Invest Deeply in Education
Community colleges in Ontario have been the training grounds for a range of trades and professions for more than 40 years. To keep pace with demand from high school graduates, university graduates and mature students, we've been building and expanding campuses while adding to the programs we offer.
For more about Fanshawe and other Ontario colleges,
see "Colleges, Considered," from TVO's The Agenda:
Fanshawe College's enrolment, both graduates and mature students, has been rising by three percent a year over the last two years.
We're stretched to the limit just when the need to take more students is most urgent.
Ontario in the Creative Age, the recent report prepared by urban thinker Richard Florida and Roger Martin, dean of the University of Toronto's Rotman School of Management, frames our future in terms of education.
Twenty-four researchers worked on the report, which proposes boosting college and university attendance for 18- to 24-year-olds from 40 percent to 60 percent.
It also proposes increasing from 30 percent to 50 percent the number of Ontario workers in jobs of intellectual rather than physical rigour by 2030. It's worth noting that the Ontario government commissioned the $2.2-million report before the current recession was even on the horizon.

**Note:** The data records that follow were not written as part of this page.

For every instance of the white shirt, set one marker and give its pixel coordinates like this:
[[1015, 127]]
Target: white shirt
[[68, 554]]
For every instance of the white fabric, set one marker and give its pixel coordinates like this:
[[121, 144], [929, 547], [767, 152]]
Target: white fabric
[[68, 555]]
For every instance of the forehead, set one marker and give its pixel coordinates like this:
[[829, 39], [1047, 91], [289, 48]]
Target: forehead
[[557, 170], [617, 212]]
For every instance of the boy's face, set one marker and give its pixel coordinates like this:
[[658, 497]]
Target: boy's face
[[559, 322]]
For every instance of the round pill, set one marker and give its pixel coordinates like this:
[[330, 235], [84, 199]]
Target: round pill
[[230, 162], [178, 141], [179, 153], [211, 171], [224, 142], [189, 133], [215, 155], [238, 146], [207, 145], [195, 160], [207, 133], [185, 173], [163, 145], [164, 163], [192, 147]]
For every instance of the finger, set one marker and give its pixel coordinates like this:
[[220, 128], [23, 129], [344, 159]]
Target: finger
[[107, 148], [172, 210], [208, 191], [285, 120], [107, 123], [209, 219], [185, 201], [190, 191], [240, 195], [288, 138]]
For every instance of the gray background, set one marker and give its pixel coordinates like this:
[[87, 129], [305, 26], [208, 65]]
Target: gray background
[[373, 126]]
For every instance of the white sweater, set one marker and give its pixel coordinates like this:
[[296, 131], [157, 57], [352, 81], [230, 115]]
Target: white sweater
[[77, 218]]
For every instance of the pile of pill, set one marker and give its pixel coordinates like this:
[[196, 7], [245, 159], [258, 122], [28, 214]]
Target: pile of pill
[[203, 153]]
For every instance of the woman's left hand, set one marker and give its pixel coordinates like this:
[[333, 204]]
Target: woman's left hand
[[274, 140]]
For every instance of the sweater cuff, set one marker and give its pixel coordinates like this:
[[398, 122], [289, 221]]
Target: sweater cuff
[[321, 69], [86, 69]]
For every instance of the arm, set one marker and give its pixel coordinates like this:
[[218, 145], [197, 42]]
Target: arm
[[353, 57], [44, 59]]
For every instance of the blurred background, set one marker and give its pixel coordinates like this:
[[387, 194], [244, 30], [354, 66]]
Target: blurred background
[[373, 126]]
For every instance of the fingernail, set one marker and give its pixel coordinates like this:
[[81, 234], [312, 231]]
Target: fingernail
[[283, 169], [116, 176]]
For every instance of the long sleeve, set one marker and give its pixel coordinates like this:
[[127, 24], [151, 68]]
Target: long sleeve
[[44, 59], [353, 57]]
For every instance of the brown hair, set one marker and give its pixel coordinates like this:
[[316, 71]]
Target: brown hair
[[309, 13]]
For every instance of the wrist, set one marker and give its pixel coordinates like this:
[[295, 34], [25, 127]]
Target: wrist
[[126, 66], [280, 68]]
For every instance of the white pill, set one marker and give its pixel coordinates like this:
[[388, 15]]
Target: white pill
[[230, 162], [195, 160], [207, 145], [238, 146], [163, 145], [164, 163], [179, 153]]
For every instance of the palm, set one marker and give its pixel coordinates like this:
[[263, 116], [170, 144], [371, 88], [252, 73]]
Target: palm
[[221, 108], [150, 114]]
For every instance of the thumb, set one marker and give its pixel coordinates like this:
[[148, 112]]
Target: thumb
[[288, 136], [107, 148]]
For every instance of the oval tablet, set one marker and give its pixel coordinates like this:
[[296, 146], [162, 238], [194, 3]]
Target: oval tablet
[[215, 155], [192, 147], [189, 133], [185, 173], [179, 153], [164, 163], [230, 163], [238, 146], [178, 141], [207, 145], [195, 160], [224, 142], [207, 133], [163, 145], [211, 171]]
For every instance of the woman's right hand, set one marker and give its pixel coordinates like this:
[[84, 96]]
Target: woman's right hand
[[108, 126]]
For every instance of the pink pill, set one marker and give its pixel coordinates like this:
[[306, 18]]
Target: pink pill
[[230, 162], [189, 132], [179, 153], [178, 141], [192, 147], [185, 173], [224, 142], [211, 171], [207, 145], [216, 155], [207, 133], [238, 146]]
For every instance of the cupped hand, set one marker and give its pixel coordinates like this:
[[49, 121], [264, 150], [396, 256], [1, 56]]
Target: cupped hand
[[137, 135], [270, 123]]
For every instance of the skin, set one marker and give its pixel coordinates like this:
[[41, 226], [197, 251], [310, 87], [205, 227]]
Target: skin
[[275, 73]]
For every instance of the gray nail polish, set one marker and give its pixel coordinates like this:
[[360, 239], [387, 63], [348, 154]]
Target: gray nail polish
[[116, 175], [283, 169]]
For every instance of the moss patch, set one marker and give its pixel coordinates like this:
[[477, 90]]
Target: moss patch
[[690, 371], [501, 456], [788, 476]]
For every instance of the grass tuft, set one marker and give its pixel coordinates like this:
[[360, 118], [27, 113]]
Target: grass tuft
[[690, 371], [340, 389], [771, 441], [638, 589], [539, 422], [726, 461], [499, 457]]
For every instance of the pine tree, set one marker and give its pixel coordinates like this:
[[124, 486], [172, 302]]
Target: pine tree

Recent budgets, both here and in the U.S., have included huge banking and auto sector bailouts, but they haven't focused as much as they could have on education, which this report says will be the cornerstone of the 21st century.
So where do we go from here?
If Ontario is to be transformed into a magnet for the world's best and brightest, as the report proposes, we have to start with the best and brightest we have now and that start has to be in education.
It's no secret more and more people are being turned away from universities and colleges because demand for spaces is outstripping supply. That's a shame.
When a laid-off worker from the manufacturing sector, say the Sterling truck plant in St. Thomas, comes to us for retraining, we want to have the capacity to take that worker in and provide the opportunity that education uniquely offers: a chance to advance on the ladder of fulfilment and prosperity.
Ontario's community colleges, including Fanshawe, have benefited from government support programs and the generosity of the communities where our campuses are located and, increasingly, the generosity of millions of college graduates who remember us with their support.
We want to meet the needs of people who find themselves in this transition from the manufacturing age to the creative age. It's a transition we've seen before and a transition we've met before.
The difference now is we have a more literate, more connected world, which does actually allow for better estimations of the future.
If Ontario is to participate fully in the creative age that some of our best thinkers say is upon us, we're going to have to take a harder look at all the classrooms and all the programs and open those classrooms to everyone who wants to take their place in this creative future.
We're not blind to the possibilities. To meet the future half way, we have to be prepared to invest and invest deeply in education.
Maybe we could think of it as a bail-up, rather than a bailout.